Location: Chandler Park, Tulsa, Oklahoma
Spec: 12 foot boulder problem, nice landing, V7, very difficult starting hold.
(open handed sloper: find the dimple with your left index and middle finger)
It was Thursday, March 24th, 2000 and I was in Tulsa for work. I never thought I would have a job traveling, but here I was on my first out of town trip; “on business,” so to speak. The day was nice because I had most of it to do whatever I wanted. And, of course, with Chandler Park being just outside of town, there was no way I could pass up climbing for the day. For those of you familiar with Chandler Park, the place conjures up images of broken glass, and rock so slick you could mistake it for marble. It’s a haven for redneck family picnics, unruly cub scouts playing dangerously close to cliff edges, teenage bullies throwing rocks and beer bottles at unsuspecting victims, and frustrated parents trying to control their ill-mannered children. Each of these things, create a chaotic mood poorly suited for bouldering. However, if you can find a quiet niche away from the madness Chandler Park can be quite fun. Especially when you find a project to work.
(place your right index and middle finger on the tiny bump on the right of the sloper)

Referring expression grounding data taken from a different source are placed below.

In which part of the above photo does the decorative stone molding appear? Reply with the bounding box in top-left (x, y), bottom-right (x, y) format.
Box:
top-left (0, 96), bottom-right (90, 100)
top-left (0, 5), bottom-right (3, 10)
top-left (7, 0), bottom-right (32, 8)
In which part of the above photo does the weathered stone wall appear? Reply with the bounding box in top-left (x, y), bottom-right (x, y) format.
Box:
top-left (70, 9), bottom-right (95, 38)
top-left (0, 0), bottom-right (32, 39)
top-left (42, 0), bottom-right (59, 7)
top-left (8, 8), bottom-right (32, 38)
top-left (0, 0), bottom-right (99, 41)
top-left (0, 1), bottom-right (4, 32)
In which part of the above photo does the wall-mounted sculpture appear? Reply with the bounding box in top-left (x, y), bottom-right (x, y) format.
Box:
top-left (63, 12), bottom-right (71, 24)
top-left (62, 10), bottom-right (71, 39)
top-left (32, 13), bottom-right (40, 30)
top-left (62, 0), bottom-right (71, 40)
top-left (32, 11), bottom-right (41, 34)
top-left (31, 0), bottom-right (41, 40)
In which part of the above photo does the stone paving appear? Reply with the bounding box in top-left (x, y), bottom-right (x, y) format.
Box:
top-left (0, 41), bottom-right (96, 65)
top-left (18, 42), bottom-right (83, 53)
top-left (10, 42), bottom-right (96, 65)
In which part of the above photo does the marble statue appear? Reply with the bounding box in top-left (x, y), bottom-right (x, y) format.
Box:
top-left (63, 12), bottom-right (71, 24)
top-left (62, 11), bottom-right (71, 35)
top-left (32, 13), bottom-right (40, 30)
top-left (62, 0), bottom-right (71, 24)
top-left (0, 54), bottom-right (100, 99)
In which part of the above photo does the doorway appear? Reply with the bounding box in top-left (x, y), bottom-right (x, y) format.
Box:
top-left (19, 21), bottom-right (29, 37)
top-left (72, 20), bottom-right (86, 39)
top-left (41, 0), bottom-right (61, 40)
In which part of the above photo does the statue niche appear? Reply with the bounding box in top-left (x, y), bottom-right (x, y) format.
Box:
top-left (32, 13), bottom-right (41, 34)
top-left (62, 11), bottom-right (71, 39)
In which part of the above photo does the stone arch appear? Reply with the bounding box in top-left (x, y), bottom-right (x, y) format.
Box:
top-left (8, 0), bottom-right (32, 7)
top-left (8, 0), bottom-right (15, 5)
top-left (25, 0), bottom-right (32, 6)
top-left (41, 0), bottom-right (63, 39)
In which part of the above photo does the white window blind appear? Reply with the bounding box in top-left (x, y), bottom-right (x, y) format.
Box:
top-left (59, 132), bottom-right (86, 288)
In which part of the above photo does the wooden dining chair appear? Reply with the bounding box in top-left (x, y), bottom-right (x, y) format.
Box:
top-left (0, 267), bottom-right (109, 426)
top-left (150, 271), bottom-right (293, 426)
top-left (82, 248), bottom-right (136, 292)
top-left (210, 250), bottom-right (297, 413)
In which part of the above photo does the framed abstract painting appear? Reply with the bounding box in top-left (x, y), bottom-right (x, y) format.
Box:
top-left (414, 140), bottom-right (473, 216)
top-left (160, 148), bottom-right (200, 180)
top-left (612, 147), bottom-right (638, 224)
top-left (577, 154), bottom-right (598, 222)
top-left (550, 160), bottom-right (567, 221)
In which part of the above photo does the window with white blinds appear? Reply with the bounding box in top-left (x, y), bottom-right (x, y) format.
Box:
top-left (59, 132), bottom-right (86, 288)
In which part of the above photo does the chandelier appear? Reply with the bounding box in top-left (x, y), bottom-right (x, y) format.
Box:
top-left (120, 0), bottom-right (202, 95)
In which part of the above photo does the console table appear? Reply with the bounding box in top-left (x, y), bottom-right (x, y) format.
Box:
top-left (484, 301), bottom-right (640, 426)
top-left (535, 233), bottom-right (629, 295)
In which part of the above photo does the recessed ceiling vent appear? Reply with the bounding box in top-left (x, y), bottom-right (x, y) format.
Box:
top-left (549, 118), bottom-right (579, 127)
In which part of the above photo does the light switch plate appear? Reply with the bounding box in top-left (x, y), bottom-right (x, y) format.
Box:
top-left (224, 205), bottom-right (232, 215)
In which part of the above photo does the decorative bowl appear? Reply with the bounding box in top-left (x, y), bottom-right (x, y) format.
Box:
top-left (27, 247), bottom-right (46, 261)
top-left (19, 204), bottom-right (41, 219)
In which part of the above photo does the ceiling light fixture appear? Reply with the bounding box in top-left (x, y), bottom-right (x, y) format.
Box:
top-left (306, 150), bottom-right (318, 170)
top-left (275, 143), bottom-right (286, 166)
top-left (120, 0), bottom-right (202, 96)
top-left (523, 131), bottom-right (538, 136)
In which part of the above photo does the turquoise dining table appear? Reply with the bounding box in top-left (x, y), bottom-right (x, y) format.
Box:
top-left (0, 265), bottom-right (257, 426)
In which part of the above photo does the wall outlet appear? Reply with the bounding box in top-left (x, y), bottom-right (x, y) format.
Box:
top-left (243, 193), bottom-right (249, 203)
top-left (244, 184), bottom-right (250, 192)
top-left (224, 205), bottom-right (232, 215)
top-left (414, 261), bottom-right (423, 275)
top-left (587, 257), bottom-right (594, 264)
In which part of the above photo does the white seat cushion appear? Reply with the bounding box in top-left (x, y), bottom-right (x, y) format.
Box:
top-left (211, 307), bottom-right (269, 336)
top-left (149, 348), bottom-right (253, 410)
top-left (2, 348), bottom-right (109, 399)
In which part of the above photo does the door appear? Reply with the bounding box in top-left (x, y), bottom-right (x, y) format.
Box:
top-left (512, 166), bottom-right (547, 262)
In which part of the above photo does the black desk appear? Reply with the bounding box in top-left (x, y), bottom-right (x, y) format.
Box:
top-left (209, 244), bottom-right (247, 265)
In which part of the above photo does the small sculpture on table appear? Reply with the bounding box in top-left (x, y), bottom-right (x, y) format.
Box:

On this day, I warmed up slowly, hesitant to get on the rock. Lately, I’ve been too hasty to get to the hard stuff so I haven’t been warming up like I should. I learned that it throws my whole day off if I don’t warm up correctly. So I started slowly, climbing easy lines, concentrating on where to put my feet, and how my fingers felt, feeling the ground get further and further away.
(it’s no use looking at your hands; you will only convince yourself that you cannot hang on those holds)
After a few traverses and a couple of easy “highball” problems I ventured west to the lesser-climbed walls of Chandler. These problems tend to have more texture, sometimes they are dirtier, but the landings are covered in leaves rather than the concrete-like dirt found throughout the majority of Chandler. There are several other reasons that I prefer the west end of Chandler: less people, much quieter, less trash and less broken glass. Zig-zagging through the maze of limestone there is one wall in particular that any climber would notice immediately. At head height there is a scoop in the rock about the size of the inside of a watermelon and it is the most amazing sloper you will ever see. This is the starting hold for “SNACK.”
(place your toes precisely on the divots)
I’ve spent a lot of time dreaming about doing this problem. The first time I was introduced to it was probably in 1993, on my first or second visit to Chandler. I thought the line looked amazing but it was too far out of my league to even attempt. Had I tried it on that first visit I may have gotten a false impression of climbing and given up the sport completely. Instead, I just stood and marveled at the massive dish which seemed to have no place to grab. Looking past the starting hold, the second hold may as well have been a mile away because there was no chance in locking off on a sloper of that degree.
(pull down delicately yet powerfully on the sloper holds and reach for a thin vertical seam)
Luckily, time spent climbing and training has paid off over the years. So now I found myself sitting quietly beneath the problem with my eyes closed, imagining myself moving through the moves. It’s not the kind of problem that is difficult to see, the sequence is straight-forward, it’s more a matter of doing it.
(bring your feet up to better holds, crimp hard on the vertical seam and REACH for a thin horizontal edge)
I began by feeling out the most positive spots on the sloper and locating my starting feet. My initial attempts were about as good as my expectations, I didn’t believe I could do it, but with more and more time spent trying I began to pull a little bit further each go. Each attempt was a barrier being broken, each inch gained was a goal reached and I found my excitement increasing with every try. I decided to rest after every three attempts, whether I wanted to or not. This gave me time to calm down and think about what I was doing and more importantly, breathe.
(crimp on the edge and go for the top)
Soon I was moving past the sloper and reaching the vertical seam on every attempt. Then I was locking off on the vertical seam and reaching for the thin edge. Then I was grabbing the thin edge and pushing for the top. Each time I grew happier because I felt the moves becoming easier and the final jug getting closer. Until finally, I stood on my final attempt, wiped my shoes off, grabbed the sloper, the seam, the edge, and the jug, and it was over before I realized what I had done.
It wasn’t long before elation set in.
Location: To find Snack park at the west end of Chandler and go down a series of steps. Snack has a yellow arrow spray painted beneath it (there may be even more graffiti now).
Beta: As like most Chandler boulder problems there are eliminated holds. On Snack, it’s not that contrived to avoid these holds. The entire right side from the arete over, is off limits. There’s a big scoop down and to the right of the starting sloper which you may find your right foot gravitating towards….it’s off….don’t use it.